AUGUSTA, GA – Stating it is easier to use and provides infinitely more character than an electronic medical record (EMR), medical scribe Tim Penn prefers to use a quill with ink when performing documentation for physicians.
“There is something so classic and timeless about using a feather quill, sitting at a desk by the window, and by candlelight,” described Penn, who has always been a huge fan of the quill penmanship displayed on the Declaration of Independence and Magna Carta. “A computer mouse in the palm of my hand does nothing for me. But the feather of a Moulard duck? Now we’re talking.”

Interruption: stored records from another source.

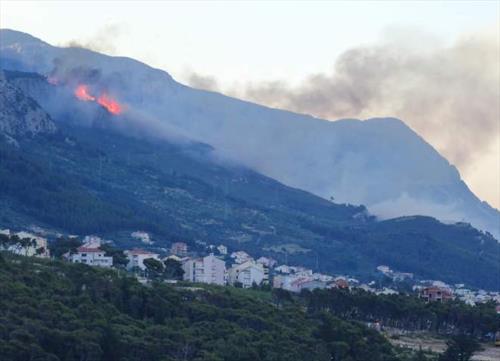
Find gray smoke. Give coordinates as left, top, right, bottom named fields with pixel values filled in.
left=62, top=24, right=124, bottom=55
left=189, top=26, right=500, bottom=166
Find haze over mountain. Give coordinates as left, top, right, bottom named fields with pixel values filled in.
left=0, top=30, right=500, bottom=238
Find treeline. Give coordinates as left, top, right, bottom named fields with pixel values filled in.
left=0, top=253, right=400, bottom=361
left=294, top=289, right=500, bottom=338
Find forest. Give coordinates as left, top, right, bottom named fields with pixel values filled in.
left=0, top=253, right=498, bottom=361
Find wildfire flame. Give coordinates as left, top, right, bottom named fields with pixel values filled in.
left=75, top=84, right=123, bottom=115
left=97, top=93, right=122, bottom=115
left=75, top=84, right=95, bottom=102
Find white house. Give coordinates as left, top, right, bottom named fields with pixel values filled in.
left=182, top=254, right=226, bottom=285
left=130, top=231, right=154, bottom=244
left=217, top=244, right=227, bottom=255
left=231, top=251, right=253, bottom=264
left=69, top=246, right=113, bottom=267
left=124, top=248, right=160, bottom=271
left=228, top=261, right=266, bottom=288
left=257, top=257, right=276, bottom=268
left=274, top=264, right=291, bottom=274
left=0, top=229, right=50, bottom=258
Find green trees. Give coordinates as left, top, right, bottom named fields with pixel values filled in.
left=144, top=258, right=164, bottom=279
left=439, top=335, right=481, bottom=361
left=0, top=253, right=402, bottom=361
left=163, top=259, right=184, bottom=280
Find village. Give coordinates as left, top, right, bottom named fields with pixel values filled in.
left=0, top=229, right=500, bottom=306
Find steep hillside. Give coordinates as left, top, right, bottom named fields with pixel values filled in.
left=0, top=30, right=500, bottom=237
left=0, top=252, right=400, bottom=361
left=0, top=73, right=500, bottom=289
left=0, top=70, right=56, bottom=140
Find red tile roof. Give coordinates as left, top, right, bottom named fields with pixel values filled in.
left=76, top=247, right=102, bottom=253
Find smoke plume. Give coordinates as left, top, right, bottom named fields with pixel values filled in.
left=189, top=25, right=500, bottom=172
left=62, top=24, right=124, bottom=55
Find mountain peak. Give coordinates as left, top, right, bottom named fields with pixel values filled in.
left=0, top=29, right=48, bottom=47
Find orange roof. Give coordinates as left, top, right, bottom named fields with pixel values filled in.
left=76, top=246, right=102, bottom=253
left=127, top=248, right=156, bottom=255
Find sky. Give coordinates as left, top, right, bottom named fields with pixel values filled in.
left=0, top=0, right=500, bottom=208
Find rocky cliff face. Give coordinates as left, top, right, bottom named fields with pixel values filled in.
left=0, top=30, right=500, bottom=238
left=0, top=71, right=56, bottom=139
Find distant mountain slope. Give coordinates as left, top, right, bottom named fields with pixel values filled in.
left=0, top=70, right=56, bottom=141
left=0, top=72, right=500, bottom=289
left=0, top=29, right=500, bottom=238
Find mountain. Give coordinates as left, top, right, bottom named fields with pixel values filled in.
left=0, top=29, right=500, bottom=238
left=0, top=71, right=56, bottom=141
left=0, top=71, right=500, bottom=289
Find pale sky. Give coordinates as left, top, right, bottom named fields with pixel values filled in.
left=0, top=0, right=500, bottom=208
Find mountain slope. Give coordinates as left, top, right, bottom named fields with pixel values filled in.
left=0, top=30, right=500, bottom=238
left=0, top=70, right=56, bottom=139
left=0, top=73, right=500, bottom=289
left=0, top=252, right=400, bottom=361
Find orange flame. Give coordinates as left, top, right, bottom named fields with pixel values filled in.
left=47, top=76, right=59, bottom=85
left=75, top=84, right=123, bottom=115
left=97, top=93, right=122, bottom=115
left=75, top=84, right=95, bottom=102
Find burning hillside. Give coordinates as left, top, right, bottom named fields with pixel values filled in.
left=74, top=84, right=123, bottom=115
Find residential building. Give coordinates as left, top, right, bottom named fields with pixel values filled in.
left=0, top=229, right=50, bottom=258
left=182, top=254, right=226, bottom=285
left=124, top=248, right=160, bottom=271
left=130, top=231, right=154, bottom=245
left=231, top=251, right=253, bottom=264
left=69, top=246, right=113, bottom=267
left=170, top=242, right=188, bottom=257
left=257, top=257, right=277, bottom=268
left=217, top=244, right=227, bottom=256
left=228, top=261, right=269, bottom=288
left=420, top=286, right=453, bottom=302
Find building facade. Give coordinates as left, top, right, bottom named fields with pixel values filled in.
left=69, top=246, right=113, bottom=267
left=124, top=248, right=160, bottom=271
left=182, top=254, right=226, bottom=285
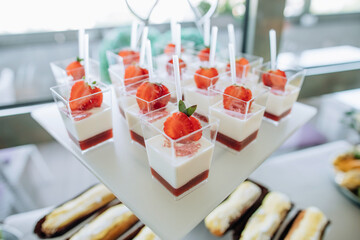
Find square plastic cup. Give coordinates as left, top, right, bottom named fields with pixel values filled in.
left=122, top=80, right=176, bottom=147
left=254, top=62, right=305, bottom=125
left=184, top=69, right=227, bottom=122
left=223, top=51, right=263, bottom=83
left=50, top=58, right=100, bottom=85
left=210, top=81, right=269, bottom=152
left=50, top=78, right=113, bottom=151
left=141, top=109, right=218, bottom=200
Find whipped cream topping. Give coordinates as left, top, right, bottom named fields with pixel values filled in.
left=240, top=192, right=291, bottom=240
left=285, top=207, right=328, bottom=240
left=205, top=181, right=261, bottom=235
left=70, top=204, right=132, bottom=240
left=42, top=184, right=115, bottom=234
left=133, top=226, right=160, bottom=240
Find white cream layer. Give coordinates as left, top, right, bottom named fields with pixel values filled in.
left=125, top=103, right=176, bottom=136
left=60, top=103, right=113, bottom=141
left=145, top=135, right=214, bottom=189
left=210, top=102, right=265, bottom=142
left=205, top=181, right=261, bottom=235
left=240, top=192, right=291, bottom=240
left=42, top=184, right=115, bottom=232
left=70, top=204, right=131, bottom=240
left=133, top=226, right=160, bottom=240
left=266, top=84, right=300, bottom=116
left=289, top=207, right=328, bottom=240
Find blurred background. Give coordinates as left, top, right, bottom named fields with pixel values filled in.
left=0, top=0, right=360, bottom=227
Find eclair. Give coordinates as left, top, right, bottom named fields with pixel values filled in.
left=34, top=184, right=116, bottom=238
left=133, top=226, right=160, bottom=240
left=280, top=207, right=329, bottom=240
left=69, top=204, right=139, bottom=240
left=205, top=181, right=262, bottom=236
left=239, top=192, right=292, bottom=240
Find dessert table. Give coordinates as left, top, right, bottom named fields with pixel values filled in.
left=5, top=141, right=360, bottom=240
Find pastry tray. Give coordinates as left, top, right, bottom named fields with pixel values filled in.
left=31, top=103, right=316, bottom=239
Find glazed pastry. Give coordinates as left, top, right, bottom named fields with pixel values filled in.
left=34, top=184, right=116, bottom=238
left=284, top=207, right=329, bottom=240
left=70, top=204, right=139, bottom=240
left=133, top=226, right=160, bottom=240
left=205, top=181, right=261, bottom=236
left=240, top=192, right=292, bottom=240
left=333, top=147, right=360, bottom=190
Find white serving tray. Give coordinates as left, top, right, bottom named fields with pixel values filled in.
left=31, top=103, right=316, bottom=239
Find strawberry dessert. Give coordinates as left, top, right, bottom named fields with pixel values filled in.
left=142, top=100, right=218, bottom=198
left=184, top=67, right=221, bottom=122
left=118, top=49, right=140, bottom=66
left=51, top=80, right=113, bottom=151
left=210, top=84, right=268, bottom=151
left=65, top=57, right=85, bottom=80
left=125, top=81, right=173, bottom=147
left=255, top=64, right=304, bottom=123
left=197, top=47, right=210, bottom=62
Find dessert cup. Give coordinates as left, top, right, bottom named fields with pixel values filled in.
left=210, top=81, right=269, bottom=152
left=184, top=71, right=227, bottom=122
left=50, top=58, right=100, bottom=85
left=51, top=78, right=113, bottom=151
left=121, top=80, right=176, bottom=147
left=141, top=106, right=218, bottom=200
left=254, top=62, right=305, bottom=125
left=222, top=51, right=263, bottom=83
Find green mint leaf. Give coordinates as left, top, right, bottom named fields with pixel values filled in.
left=179, top=100, right=187, bottom=115
left=186, top=105, right=197, bottom=117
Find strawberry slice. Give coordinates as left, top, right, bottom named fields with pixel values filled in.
left=118, top=50, right=140, bottom=65
left=226, top=58, right=250, bottom=78
left=164, top=100, right=202, bottom=143
left=223, top=85, right=252, bottom=114
left=136, top=81, right=171, bottom=113
left=198, top=47, right=210, bottom=62
left=124, top=64, right=149, bottom=88
left=262, top=69, right=287, bottom=92
left=164, top=43, right=184, bottom=55
left=166, top=58, right=186, bottom=76
left=65, top=57, right=85, bottom=80
left=69, top=81, right=103, bottom=111
left=194, top=67, right=219, bottom=89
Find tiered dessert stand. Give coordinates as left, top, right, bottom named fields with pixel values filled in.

Before the advent of modern-day pens, a quill pen was used, which is basically a writing utensil made from the molted feather of a large bird.
“When talking about quills, I prefer goose feathers, followed by swan and turkey feathers,” Penn continued to explain. He went on a short tangent about feathers and capillary action before getting back to the topic at hand. “Though pigeon quills are crap, I’d much rather use that than our EMRs. As much as I love quill & ink, the fact of the matter is that EMRs are pieces of sh*t, pardon my French.”
Penn has a point. He showed me one history & physical he documented on the EMR: nothing too special. Then he showed me another history & physical he documented with quill & ink on a papyrus scroll no less, and one can’t deny the sheer beauty of the piece. Penn has incredibly beautiful handwriting and it should be showcased for other health care professionals and clinical documentation specialists to see.
Prolonged computer use can lead to carpel tunnel syndrome. Using quill & ink isn’t a pain-free proposition though, Penn says.
“More so than the development of the fountain pen, I think quill wrist is what led many writers to abandon it,” Penn said, dipping his 14-inch ostrich feather into his ink well. “But these sharp strokes are unmatched and there’s one added benefit: I’ve never, ever lost an ostrich quill. Think about it. How would I ever lose this?!”